Discussion in 'Technical Analysis' started by Dollardogs, Jun 17, 2025.

  1. Hello Dollar Dogs,

    You got me thinking about the best way to explain the difficulty in finding the trend.

    You need the trend to find the signals, and the signals to find the trend. This is not an easy or a short-term project.

    I am sure there are ways to extract money from the market without identifying the trend, but I never could find them.
     
    #41     Jun 21, 2025
    Dollardogs likes this.
  2. Bradda, you’re already on ET 9-5, why not day trade same time?

    On ES 5 min chart, up trends almost always start with 3+ bars with higher or equal lows, and down trends almost always 3+ lower or equal highs
     
    #42     Jun 21, 2025
    wxytrader likes this.
  3. Dollardogs

    Dollardogs

    What's wrong with scalping? You can take advantage of leverage to hit your daily goals while limiting your risk exposure by not having to hold highly leveraged futures contracts overnight. Are you just against day trading in general? I'm not micro-scalping or doing any HFT thing. Targets around 30 ticks, and I'm in trades anywhere from 1 min to 1 hour. R:R is good. Only downside I see is your fees are higher. I'll take that tradeoff so I can sleep at night, not holding oil futures while the Middle East is in another tizzy.
     
    #43     Jun 26, 2025
  4. Dollardogs

    Dollardogs

    I hear you. I often feel like I'm stuck in a logical circle like that where I can't tell whether I should start with trend analysis and then look for my setups or vice versa.
     
    #44     Jun 26, 2025
  5. SunTrader

    SunTrader

    Well it seems pretty obvious, if one is trading with the trend (I do) that has to be determined first. Otherwise what good is looking for a setup if it happens to be against the trend.
     
    #45     Jun 26, 2025
    HawaiianIceberg likes this.
  6. %%
    BEST moves in some markets like deer moves /early + late. Bear season in my state is SEPT;
    don channels may help, but markets are like deer /they feel free to jump off the well worn path=channel. Spotted [smaller] deer fawns are born JUNE, smaller feedback, smaller meat,smaller moves, like markets.....................:caution::caution:
     
  7.  
  8. Dollar Dogs; finding the trend builds as your signals get better, but the task of nailing the trend is well past difficult (years). If you want to make money now my best advice is trying to figure the trades and the trend by watching the price, which I guess is pretty much standard won't work. If the standard advice worked more than a few % would be profitable.
     
  9. panzerman

    panzerman

    If you trade the trend directly, then determining when the trend begins and when it ends is the name of the game, no matter your time frame for defining a trend. Trying to take your profit out of the middle is typically a money losing proposition. This is why removing group delay (ie lag) is so important.
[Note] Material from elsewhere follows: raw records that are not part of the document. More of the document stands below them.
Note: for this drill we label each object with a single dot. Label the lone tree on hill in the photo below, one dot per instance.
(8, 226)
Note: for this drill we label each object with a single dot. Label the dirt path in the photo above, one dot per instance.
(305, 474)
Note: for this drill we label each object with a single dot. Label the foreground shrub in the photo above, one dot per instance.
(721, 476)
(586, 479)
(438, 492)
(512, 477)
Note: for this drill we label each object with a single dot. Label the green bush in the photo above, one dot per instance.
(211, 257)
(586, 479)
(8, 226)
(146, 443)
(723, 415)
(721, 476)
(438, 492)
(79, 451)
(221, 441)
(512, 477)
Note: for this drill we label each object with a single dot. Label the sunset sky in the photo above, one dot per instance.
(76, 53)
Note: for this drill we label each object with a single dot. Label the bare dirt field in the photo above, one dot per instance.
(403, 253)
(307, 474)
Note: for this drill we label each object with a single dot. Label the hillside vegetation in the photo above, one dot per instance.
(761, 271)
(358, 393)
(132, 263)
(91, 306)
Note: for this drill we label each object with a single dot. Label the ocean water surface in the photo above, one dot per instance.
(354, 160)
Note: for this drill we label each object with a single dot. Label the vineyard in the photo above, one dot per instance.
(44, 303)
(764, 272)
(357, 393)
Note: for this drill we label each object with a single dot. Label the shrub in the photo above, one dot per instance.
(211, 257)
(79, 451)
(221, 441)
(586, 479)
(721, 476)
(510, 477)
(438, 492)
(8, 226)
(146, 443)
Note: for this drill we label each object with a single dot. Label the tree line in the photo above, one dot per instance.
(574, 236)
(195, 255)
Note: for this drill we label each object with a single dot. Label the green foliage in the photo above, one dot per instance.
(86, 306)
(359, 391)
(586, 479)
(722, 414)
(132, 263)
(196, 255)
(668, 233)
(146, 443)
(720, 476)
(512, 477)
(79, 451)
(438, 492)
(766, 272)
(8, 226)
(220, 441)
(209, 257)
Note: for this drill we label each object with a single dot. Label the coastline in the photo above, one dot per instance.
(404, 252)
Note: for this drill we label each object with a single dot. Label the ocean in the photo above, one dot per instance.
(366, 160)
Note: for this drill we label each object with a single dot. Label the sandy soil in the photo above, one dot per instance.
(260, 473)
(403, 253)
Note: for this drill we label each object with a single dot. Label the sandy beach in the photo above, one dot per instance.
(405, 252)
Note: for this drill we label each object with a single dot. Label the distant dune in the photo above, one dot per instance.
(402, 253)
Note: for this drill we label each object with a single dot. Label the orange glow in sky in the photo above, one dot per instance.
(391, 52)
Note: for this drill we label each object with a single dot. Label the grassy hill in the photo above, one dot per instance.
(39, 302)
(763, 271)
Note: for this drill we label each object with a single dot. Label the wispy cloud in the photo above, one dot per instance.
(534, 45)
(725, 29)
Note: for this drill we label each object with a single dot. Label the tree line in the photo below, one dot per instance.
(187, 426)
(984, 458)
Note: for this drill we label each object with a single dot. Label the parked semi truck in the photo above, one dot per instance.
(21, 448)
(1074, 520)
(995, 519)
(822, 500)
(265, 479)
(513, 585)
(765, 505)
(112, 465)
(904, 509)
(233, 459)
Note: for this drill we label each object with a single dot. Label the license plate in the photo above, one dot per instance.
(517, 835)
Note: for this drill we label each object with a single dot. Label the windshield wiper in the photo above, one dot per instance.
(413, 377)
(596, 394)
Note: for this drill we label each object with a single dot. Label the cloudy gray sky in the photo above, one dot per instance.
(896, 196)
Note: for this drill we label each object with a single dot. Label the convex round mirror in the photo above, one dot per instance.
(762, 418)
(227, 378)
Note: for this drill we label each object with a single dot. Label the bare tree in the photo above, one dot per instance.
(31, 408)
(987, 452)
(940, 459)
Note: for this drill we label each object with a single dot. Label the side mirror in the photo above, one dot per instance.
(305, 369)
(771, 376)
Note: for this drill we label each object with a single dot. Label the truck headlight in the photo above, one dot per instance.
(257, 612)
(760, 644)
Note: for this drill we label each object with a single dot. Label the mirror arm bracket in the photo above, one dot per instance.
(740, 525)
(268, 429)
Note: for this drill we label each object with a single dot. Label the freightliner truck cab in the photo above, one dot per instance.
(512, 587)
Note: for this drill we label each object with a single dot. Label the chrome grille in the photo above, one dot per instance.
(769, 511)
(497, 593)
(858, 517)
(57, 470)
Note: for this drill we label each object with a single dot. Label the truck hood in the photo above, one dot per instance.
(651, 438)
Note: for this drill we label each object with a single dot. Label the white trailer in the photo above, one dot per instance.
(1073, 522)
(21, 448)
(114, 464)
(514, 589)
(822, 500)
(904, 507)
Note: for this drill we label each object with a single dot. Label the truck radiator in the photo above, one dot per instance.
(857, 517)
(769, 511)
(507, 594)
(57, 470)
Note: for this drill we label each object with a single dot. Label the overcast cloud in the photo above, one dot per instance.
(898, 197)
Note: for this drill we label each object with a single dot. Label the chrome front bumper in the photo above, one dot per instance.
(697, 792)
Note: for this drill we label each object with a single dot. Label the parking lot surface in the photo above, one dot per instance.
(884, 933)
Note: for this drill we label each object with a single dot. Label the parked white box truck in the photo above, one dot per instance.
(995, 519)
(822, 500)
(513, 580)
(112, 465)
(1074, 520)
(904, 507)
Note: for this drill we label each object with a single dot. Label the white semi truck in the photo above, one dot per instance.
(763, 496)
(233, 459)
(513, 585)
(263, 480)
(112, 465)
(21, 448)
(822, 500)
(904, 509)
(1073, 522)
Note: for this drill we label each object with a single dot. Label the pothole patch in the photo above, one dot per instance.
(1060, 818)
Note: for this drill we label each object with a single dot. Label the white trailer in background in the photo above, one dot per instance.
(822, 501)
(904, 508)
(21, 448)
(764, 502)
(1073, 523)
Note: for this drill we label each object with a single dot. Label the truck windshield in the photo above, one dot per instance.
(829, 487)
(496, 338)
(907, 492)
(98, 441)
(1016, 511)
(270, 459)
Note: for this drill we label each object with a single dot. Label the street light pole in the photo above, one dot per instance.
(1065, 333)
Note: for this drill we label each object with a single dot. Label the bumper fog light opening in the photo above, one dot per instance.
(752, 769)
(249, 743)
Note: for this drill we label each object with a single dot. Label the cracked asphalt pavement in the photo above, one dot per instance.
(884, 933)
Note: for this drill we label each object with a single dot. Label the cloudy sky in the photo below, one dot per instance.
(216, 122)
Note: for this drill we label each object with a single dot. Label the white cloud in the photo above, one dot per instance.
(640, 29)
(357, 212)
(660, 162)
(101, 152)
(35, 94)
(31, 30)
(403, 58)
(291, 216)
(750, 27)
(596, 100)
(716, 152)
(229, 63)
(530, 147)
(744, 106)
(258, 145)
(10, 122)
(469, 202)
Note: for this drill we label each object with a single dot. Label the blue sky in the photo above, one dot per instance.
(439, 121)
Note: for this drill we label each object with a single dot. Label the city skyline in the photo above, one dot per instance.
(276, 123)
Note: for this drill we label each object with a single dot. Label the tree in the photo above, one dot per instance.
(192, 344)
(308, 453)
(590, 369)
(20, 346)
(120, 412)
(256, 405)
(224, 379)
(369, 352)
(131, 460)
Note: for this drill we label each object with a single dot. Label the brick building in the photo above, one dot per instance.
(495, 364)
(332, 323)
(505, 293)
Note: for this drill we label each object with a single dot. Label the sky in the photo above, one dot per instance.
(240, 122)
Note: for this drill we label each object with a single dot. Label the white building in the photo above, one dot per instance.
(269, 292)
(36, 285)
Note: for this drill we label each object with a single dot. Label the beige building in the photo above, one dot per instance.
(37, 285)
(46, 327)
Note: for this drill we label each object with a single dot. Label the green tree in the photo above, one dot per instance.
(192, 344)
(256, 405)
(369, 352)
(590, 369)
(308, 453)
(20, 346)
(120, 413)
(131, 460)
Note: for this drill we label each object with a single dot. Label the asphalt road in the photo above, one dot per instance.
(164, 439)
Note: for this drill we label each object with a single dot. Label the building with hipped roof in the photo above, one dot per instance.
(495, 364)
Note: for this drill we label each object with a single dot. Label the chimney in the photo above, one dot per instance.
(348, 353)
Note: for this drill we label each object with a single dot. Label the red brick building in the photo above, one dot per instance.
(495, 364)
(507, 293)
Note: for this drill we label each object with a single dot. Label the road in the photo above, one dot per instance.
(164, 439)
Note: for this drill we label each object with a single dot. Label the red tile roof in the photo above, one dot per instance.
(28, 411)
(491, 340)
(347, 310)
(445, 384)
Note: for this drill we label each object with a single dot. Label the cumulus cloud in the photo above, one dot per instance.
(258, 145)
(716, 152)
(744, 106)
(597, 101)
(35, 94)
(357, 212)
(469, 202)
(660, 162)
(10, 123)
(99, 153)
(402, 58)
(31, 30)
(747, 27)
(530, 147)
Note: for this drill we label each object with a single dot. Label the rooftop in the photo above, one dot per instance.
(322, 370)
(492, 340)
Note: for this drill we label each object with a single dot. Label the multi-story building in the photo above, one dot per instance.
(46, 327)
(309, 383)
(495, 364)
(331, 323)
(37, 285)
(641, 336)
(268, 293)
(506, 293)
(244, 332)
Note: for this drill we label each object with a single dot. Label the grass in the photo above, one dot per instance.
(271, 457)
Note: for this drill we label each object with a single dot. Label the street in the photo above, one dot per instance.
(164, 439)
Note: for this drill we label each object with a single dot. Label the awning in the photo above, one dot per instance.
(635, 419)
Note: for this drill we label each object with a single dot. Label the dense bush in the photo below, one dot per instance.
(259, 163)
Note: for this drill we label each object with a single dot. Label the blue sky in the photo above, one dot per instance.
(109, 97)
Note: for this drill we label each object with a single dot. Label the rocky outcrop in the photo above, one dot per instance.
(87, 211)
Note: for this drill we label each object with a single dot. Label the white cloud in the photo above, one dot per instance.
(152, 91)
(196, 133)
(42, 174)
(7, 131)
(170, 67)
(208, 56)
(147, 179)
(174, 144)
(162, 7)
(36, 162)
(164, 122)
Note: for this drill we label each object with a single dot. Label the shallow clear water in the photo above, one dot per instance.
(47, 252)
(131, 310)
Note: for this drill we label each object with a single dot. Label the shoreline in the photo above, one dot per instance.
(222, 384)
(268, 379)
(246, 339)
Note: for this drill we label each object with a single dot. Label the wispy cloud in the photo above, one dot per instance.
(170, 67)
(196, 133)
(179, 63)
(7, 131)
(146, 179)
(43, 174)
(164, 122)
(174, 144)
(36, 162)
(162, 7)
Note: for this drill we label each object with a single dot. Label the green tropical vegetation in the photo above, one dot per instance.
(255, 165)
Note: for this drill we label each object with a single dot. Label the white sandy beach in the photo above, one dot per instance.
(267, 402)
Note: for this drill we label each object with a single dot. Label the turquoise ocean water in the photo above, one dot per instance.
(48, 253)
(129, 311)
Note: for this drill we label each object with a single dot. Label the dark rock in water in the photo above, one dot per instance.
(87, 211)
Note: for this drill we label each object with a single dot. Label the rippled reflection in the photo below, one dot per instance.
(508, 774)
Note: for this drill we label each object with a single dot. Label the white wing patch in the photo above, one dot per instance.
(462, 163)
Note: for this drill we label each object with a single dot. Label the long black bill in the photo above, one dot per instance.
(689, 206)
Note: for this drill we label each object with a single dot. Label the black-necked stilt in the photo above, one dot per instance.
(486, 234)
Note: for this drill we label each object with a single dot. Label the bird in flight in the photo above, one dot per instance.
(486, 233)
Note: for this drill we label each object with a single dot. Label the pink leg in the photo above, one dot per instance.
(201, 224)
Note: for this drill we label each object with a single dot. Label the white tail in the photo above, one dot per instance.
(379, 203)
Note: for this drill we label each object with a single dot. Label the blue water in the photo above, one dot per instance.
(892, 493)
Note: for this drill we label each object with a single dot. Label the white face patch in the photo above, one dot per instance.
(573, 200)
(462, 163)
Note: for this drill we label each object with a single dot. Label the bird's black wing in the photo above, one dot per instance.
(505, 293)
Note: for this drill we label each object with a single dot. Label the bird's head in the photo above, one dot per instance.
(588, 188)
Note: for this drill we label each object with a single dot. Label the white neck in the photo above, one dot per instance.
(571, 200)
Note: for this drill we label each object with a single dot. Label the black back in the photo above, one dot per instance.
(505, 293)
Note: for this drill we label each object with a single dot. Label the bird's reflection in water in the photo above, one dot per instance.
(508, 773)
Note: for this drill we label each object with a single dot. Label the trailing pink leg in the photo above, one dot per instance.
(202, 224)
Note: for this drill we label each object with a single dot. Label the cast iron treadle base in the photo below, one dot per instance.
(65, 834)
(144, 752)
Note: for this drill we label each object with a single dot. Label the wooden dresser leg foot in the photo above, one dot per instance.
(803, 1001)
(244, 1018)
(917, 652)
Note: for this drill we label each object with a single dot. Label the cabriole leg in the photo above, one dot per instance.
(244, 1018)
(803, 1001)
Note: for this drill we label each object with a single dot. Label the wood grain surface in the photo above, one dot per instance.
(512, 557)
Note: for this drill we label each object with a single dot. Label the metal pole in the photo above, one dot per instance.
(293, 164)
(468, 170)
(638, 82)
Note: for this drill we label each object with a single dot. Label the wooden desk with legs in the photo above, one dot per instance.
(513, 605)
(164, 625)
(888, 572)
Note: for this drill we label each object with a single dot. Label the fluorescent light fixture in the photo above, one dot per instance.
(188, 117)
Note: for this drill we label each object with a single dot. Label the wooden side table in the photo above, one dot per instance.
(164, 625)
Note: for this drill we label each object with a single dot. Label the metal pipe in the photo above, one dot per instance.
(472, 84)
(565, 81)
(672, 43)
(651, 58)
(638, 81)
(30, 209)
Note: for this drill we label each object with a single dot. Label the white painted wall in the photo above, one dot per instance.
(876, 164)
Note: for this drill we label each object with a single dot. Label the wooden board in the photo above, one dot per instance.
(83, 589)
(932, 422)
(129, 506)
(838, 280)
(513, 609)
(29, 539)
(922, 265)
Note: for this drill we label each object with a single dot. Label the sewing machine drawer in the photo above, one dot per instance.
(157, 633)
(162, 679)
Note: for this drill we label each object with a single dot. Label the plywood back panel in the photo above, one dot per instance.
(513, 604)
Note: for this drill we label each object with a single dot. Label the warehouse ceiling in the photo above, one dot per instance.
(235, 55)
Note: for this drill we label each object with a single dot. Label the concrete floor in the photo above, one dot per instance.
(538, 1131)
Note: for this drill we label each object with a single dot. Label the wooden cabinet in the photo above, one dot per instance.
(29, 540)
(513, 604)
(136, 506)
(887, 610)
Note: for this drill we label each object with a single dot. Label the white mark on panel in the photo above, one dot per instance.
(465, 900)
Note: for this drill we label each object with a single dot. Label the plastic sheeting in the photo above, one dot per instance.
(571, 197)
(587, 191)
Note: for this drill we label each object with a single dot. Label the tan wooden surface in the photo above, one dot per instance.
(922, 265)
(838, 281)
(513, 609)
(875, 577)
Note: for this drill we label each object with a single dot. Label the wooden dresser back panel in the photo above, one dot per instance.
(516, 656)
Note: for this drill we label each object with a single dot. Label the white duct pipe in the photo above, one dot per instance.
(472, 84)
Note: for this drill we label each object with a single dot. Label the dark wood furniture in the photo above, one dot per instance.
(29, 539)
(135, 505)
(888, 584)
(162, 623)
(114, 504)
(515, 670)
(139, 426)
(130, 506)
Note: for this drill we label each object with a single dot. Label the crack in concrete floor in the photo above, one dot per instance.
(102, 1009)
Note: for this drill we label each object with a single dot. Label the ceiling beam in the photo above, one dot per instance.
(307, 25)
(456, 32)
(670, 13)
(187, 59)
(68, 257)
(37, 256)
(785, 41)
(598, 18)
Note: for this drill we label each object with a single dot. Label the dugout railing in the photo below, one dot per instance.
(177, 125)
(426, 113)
    Now, determining what the trend currently is with zero lag is trivial, but the beginning and end cannot be identified in real time because the method is noncausal. Look up forward-reverse filtering.

    However, a counter-trend method can take advantage of forward-reverse filtering because you only need to know what the trend is, not identify its' beginning or end. In other words, buy/sell temporary weakness in the middle of an up/down trend.

    Yes, when the trend does finally change, you will not know in realtime and could be positioned on the wrong side, which is why you need risk management or stops.
     
  10. PPC

    PPC


    @Dollardogs There is no right or wrong way to trade, however here are a few things to consider:

    I would not bother with determining the trend on the M1 chart because the trend on M1 is too fragile, and anything on a higher timeframe will take precedence.

    Consider mapping out important levels/zones on higher timeframes so you can anticipate where buyers or sellers might come in, and then trade from zone to zone (your setups). Use M1 only to find discounted entries into M5, M10, or, at most, M15.

    I would discourage you from trading M1 altogether. It’s typically traders with small accounts who are attracted to scalping for the wrong reasons. If you can’t consistently trade higher timeframes, then switching to smaller timeframes won’t help, and you’ll just end up spinning your wheels.

    Trading M1 is very hard, and not the most efficient method to trade (unless one enjoys stress and being married to the monitor).